Australia reached 100 off just 49 balls and looked to race to victory with Maxwell and Aaron Finch adding  118 in just 10.4 overs. However, Shahid Afridi had the right-handed Maxwell caught at deep midwicket with Australia well on course needing 65 from 50 balls. The leg-spinner struck again cleaning up George Bailey for only four which triggered the pressure on the lower middle order.

Finch, who was happy to nudge the ball around when Maxwell was dominating the opponent, opened up and made 65 off 54 before Saeed Ajmal yorked him to leave the stumps flashing. Rest of the bowlers cashed in at the dismissals as they allowed none of the other batsmen reach double figures.

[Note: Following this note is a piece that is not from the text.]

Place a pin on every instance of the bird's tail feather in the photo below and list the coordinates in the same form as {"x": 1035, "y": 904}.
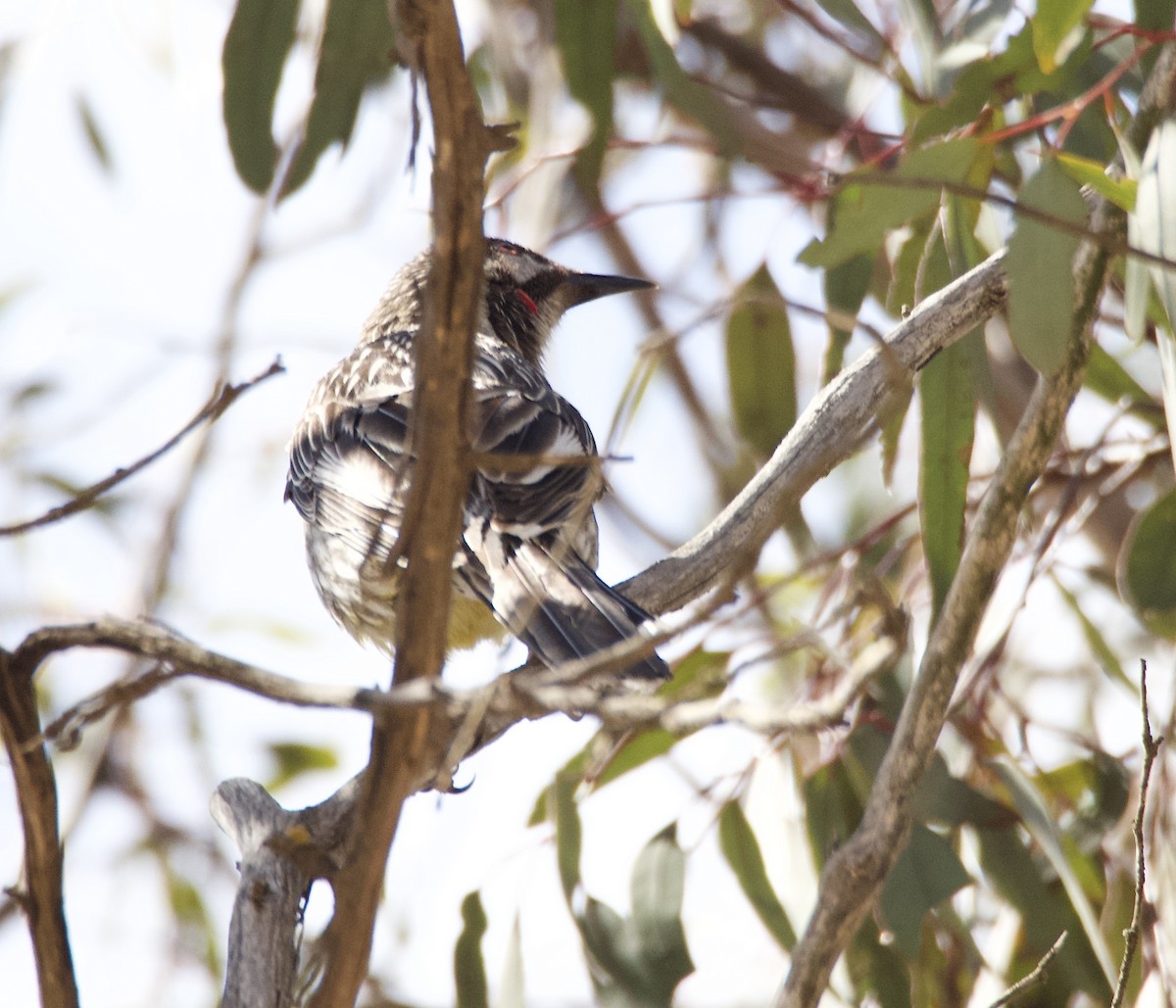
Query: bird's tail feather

Bilawal Bhatti, who was hit for 30 in his first over by Maxwell, returned to bowl the last over and cleaned up the Aussie tail to tag two wickets beside his name and end Australia’s chase on 175.

Earlier, Pakistan lost Ahmed Shehzad and Mohammad Hafeez inside the powerplay which allowed them to take only 36 from the six overs before the Akmal brothers, Kamran and Umar, put on a 96 for the third wicket.

Kamran, who made run-a-bal 31, concentrated on rotating the strike while his younger brother was busy smashing fours and sixes. Age got the worst of Brad Hogg as the oldest player of the tournament, who is 43, spilled a catch off Umar which came back to haunt them. The chinaman later proved expensive going for 29 runs off three overs.

Umar was unlucky to miss out on his maiden T20 hundred as he holed on inches from the long-on boundary on 94 from just 54 balls in the last over. Afridi chipped in with a 11-ball 20 taking Pakistan close to 200.